The dynamics of the House Republican Conference—with a small number of the most Trumpy members able to disrupt or end McCarthy’s speakership—make it difficult for McCarthy to give an inch in negotiations, especially now with Trump himself piping in. Which means that the risk that no agreement will be reached is very real. The American people would be nothing but collateral damage to Trump.
Still, it’s possible that Biden can negotiate a deal that’s acceptable to both sides. If not, he can blast out messaging about the support for veterans and kitchen table benefits that Republicans would kill.
At a press conference yesterday in Japan, President Biden signaled that he is considering taking an unprecedented action to prevent a default: invoking the Fourteenth Amendment. “I’m looking at” it, he said. “I think we have the authority.”
Specifically, if sued, the administration would challenge the constitutionality of the 1917 law establishing the debt ceiling, on the grounds that applying it violates the Fourteenth Amendment’s mandate forbidding a default: “The validity of the public debt of the United States, authorized by law . . . shall not be questioned.”
Invoking the Fourteenth would not completely avoid uncertainty because the outcome of litigation would be unknown for months—but that uncertainty is far less grave than immediate default. And while not every academic agrees, leading legal scholars are clear that the president has good constitutional arguments to make.
By invoking the Fourteenth, Biden could avert the immediate crisis and tell the American people that he will act to save the economy, their jobs, and their families’ well-being—all of which would be at stake with a default.
By screaming, “Do not fold!!!” to Republican House members, Trump has pinned the tail of blame on his own donkey.
He could have stayed out of this fight and let others take the political hit if the worst-case scenario occurs. But he wants to be sure it happens. Should it occur, no one should forget his central role—certainly not as the 2024 presidential campaign heats up.

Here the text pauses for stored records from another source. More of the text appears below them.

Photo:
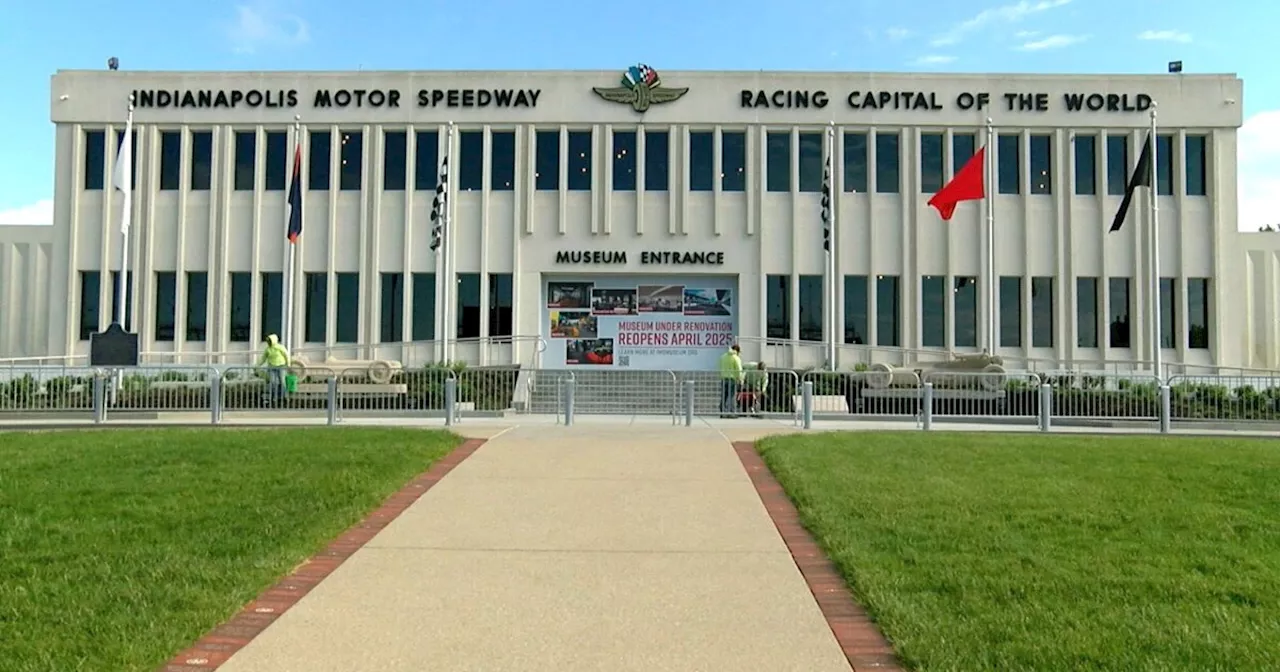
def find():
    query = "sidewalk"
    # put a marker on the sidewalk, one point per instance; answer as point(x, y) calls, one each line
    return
point(583, 548)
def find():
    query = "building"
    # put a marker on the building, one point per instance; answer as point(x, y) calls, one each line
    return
point(606, 222)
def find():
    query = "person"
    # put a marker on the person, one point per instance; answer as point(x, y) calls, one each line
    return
point(731, 379)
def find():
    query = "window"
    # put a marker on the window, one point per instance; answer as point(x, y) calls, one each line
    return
point(95, 159)
point(347, 328)
point(1086, 165)
point(201, 160)
point(547, 161)
point(810, 307)
point(242, 302)
point(855, 309)
point(1009, 165)
point(426, 160)
point(1042, 312)
point(278, 160)
point(931, 163)
point(424, 306)
point(732, 160)
point(1087, 312)
point(246, 145)
point(197, 306)
point(351, 160)
point(810, 161)
point(657, 160)
point(1118, 164)
point(91, 286)
point(469, 305)
point(624, 160)
point(855, 163)
point(1010, 311)
point(1118, 298)
point(392, 314)
point(1041, 164)
point(1196, 167)
point(318, 305)
point(888, 305)
point(1197, 312)
point(167, 305)
point(501, 304)
point(394, 160)
point(579, 160)
point(702, 159)
point(471, 160)
point(887, 172)
point(777, 297)
point(502, 160)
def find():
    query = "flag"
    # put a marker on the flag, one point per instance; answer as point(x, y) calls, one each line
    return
point(968, 184)
point(1141, 178)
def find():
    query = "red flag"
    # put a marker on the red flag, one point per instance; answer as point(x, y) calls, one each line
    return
point(968, 184)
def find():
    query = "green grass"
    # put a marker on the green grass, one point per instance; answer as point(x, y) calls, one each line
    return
point(120, 548)
point(1023, 552)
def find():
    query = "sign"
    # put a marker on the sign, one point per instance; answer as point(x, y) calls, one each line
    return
point(641, 323)
point(640, 88)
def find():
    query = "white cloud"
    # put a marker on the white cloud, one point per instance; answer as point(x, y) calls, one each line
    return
point(37, 213)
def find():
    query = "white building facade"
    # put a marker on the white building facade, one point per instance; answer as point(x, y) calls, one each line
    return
point(649, 225)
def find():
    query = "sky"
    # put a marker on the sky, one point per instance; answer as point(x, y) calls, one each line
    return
point(940, 36)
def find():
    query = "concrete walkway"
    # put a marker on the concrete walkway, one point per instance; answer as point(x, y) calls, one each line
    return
point(584, 548)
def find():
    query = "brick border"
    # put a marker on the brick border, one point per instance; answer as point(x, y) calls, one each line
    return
point(864, 645)
point(218, 645)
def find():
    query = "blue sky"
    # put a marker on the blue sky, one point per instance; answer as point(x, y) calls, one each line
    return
point(1033, 36)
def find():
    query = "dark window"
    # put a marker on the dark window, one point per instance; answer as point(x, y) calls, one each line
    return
point(318, 307)
point(1118, 298)
point(424, 306)
point(279, 163)
point(931, 163)
point(347, 328)
point(624, 161)
point(778, 160)
point(170, 160)
point(469, 305)
point(95, 160)
point(1086, 165)
point(197, 306)
point(1197, 312)
point(810, 161)
point(201, 160)
point(394, 160)
point(499, 305)
point(1010, 311)
point(167, 305)
point(502, 160)
point(246, 146)
point(579, 160)
point(1042, 312)
point(855, 163)
point(392, 316)
point(732, 160)
point(777, 297)
point(1118, 164)
point(547, 161)
point(242, 305)
point(1194, 158)
point(471, 160)
point(657, 160)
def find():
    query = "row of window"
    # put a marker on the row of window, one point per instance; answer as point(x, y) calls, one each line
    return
point(702, 161)
point(964, 306)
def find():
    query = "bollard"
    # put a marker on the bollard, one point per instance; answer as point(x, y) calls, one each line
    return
point(1046, 406)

Keep in mind, too, Trump’s glaring hypocrisy here: This is the self-described “King of Debt” who spent like a drunken sailor during his four years in office, raising the national debt by $7.8 trillion.
He’s not in it to keep America safe from overspending. He’s in it for himself.

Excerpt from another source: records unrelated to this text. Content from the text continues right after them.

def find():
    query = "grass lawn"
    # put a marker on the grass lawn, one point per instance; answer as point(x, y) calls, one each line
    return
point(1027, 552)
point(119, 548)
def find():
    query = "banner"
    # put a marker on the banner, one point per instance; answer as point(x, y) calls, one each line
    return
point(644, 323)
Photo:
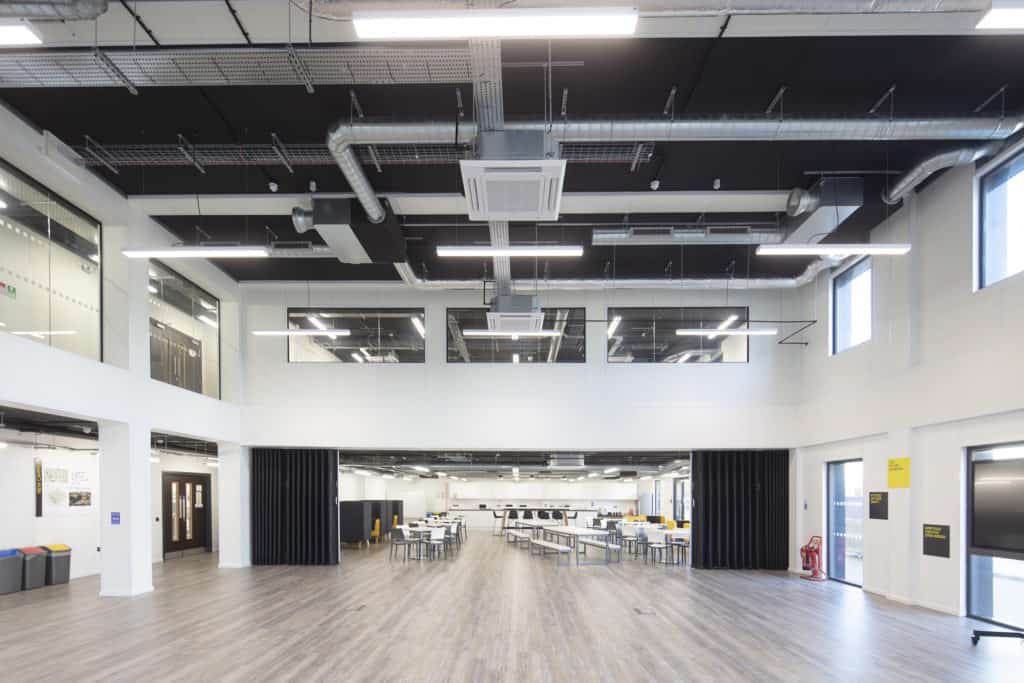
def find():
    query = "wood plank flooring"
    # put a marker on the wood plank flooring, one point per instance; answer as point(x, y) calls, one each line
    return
point(491, 613)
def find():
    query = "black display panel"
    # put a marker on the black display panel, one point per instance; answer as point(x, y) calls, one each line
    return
point(997, 513)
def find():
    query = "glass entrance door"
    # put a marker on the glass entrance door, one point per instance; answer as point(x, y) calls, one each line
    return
point(846, 521)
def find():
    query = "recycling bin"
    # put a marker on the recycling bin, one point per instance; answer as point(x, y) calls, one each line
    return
point(57, 564)
point(10, 571)
point(34, 567)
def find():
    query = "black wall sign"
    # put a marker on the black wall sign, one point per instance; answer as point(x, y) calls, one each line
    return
point(878, 505)
point(936, 540)
point(39, 487)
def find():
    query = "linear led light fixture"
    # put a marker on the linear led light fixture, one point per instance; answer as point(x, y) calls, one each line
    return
point(511, 252)
point(725, 324)
point(833, 250)
point(301, 333)
point(228, 251)
point(510, 335)
point(12, 35)
point(524, 23)
point(1005, 14)
point(697, 332)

He doesn’t even mind telling us he’s a hypocrite. At the CNN town hall on May 10, host Kaitlan Collins confronted Trump with his prior statements on raising the debt ceiling:
Collins: You once said that using the . . . debt ceiling as a negotiating wedge just could not happen. You—you said that when you were in the Oval Office.

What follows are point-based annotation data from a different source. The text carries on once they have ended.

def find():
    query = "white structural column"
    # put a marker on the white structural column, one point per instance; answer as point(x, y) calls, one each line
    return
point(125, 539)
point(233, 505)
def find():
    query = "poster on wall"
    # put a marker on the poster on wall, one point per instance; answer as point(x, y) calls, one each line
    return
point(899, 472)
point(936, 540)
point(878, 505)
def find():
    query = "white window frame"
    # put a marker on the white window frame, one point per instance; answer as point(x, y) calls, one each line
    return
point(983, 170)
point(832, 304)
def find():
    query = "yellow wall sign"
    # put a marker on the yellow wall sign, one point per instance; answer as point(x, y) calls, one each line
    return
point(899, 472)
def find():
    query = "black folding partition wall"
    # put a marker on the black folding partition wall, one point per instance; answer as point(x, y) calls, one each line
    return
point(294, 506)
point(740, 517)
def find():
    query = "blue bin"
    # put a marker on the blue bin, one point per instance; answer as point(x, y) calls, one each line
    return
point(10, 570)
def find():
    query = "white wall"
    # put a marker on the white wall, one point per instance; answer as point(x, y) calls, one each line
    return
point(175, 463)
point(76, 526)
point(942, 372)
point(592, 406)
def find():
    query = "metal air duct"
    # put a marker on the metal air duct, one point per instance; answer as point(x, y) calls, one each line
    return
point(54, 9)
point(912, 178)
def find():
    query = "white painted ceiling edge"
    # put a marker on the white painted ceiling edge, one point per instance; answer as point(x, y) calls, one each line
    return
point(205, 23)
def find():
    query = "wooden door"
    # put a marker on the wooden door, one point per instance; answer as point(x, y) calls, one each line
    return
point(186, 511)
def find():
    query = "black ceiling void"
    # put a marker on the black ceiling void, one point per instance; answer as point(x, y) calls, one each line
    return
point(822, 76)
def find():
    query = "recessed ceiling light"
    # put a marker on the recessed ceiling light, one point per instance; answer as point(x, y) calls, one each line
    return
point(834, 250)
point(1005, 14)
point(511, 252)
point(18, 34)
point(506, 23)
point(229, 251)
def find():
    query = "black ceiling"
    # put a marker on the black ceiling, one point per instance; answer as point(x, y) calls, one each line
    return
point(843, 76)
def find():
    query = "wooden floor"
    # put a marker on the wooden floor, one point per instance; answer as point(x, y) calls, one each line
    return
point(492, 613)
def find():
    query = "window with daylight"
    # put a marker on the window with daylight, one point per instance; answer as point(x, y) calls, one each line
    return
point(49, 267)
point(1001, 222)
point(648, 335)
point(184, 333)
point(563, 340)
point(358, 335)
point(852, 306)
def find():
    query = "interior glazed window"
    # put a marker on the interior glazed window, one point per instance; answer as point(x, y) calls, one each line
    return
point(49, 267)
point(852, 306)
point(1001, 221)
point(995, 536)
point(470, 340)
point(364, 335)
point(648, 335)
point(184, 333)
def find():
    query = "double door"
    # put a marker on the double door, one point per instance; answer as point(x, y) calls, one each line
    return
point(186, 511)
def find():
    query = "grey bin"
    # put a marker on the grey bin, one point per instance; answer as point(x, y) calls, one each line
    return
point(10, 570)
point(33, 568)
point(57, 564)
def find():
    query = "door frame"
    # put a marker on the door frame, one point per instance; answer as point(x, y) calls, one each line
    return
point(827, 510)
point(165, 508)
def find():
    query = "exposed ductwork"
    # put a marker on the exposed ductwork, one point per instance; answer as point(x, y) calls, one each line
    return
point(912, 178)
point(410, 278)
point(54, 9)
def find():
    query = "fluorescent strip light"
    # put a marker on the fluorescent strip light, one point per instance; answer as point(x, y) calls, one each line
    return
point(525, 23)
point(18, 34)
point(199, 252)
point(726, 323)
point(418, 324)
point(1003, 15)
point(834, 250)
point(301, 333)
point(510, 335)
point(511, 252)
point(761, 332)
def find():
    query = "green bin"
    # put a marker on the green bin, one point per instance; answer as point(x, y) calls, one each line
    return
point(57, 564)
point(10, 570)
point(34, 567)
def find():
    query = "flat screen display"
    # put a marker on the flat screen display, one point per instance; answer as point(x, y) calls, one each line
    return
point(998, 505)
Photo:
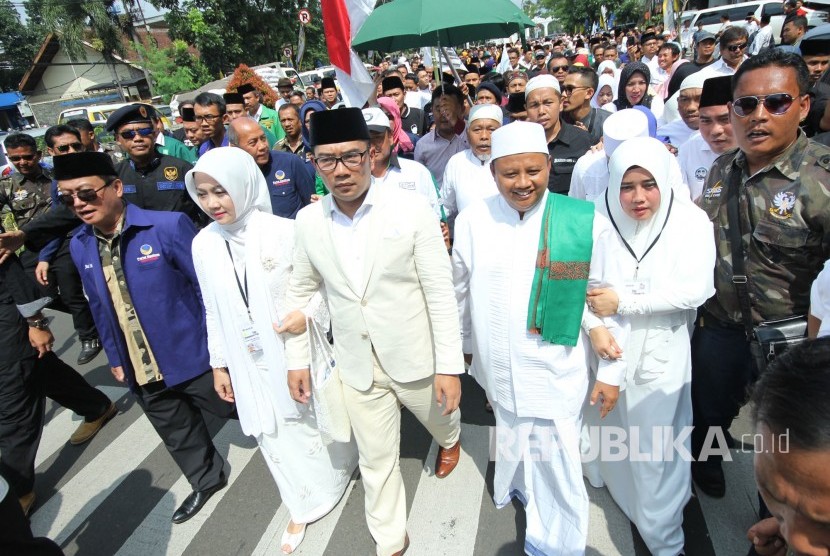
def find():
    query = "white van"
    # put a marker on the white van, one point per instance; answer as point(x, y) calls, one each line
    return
point(710, 17)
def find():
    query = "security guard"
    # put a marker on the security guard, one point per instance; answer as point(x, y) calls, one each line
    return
point(151, 180)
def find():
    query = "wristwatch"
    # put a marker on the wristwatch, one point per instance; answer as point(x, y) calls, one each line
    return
point(41, 324)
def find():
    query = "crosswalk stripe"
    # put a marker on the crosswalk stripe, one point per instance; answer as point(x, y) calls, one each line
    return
point(156, 534)
point(443, 518)
point(57, 431)
point(59, 516)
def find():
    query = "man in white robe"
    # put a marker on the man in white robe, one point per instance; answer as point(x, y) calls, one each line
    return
point(536, 387)
point(467, 177)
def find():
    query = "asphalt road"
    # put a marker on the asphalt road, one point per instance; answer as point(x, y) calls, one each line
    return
point(116, 494)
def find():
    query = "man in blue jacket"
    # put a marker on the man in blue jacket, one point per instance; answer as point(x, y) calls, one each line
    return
point(137, 271)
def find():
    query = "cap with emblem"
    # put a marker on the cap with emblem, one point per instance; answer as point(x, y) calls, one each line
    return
point(391, 82)
point(485, 111)
point(233, 98)
point(717, 91)
point(518, 138)
point(81, 165)
point(338, 126)
point(376, 120)
point(541, 82)
point(188, 114)
point(132, 113)
point(328, 83)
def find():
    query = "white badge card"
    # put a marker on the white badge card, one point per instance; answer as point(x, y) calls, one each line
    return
point(637, 287)
point(251, 340)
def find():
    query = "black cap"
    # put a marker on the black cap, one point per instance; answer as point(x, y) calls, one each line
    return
point(391, 82)
point(132, 113)
point(81, 165)
point(233, 98)
point(717, 91)
point(188, 114)
point(338, 126)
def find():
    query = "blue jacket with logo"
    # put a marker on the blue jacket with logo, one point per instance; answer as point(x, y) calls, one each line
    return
point(158, 266)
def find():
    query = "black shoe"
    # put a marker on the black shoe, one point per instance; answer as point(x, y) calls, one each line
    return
point(709, 478)
point(195, 500)
point(89, 349)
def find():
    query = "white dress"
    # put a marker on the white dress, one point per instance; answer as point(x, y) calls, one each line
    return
point(311, 477)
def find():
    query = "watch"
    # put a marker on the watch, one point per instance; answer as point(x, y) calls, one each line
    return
point(41, 324)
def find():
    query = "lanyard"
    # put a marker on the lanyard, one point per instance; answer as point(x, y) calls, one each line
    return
point(627, 246)
point(242, 291)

Trump: Sure, that’s when I was president.
Collins: So why is it different now that you’re out of office?
Trump: Because now I’m not president.
Trump can’t help saying the quiet part out loud. As he did by insanely bellowing in his January 2017 inaugural about “American carnage.” That is precisely what he seeks to bring about now, in service of his own interests.
It is up to President Biden to protect the nation and avert the chaos Trump is aiming for. And in the months ahead, it is up to sane middle America to speak, act, organize, and vote to ensure that Trump does not get the second term for whose sake he is eager to see the economy crash.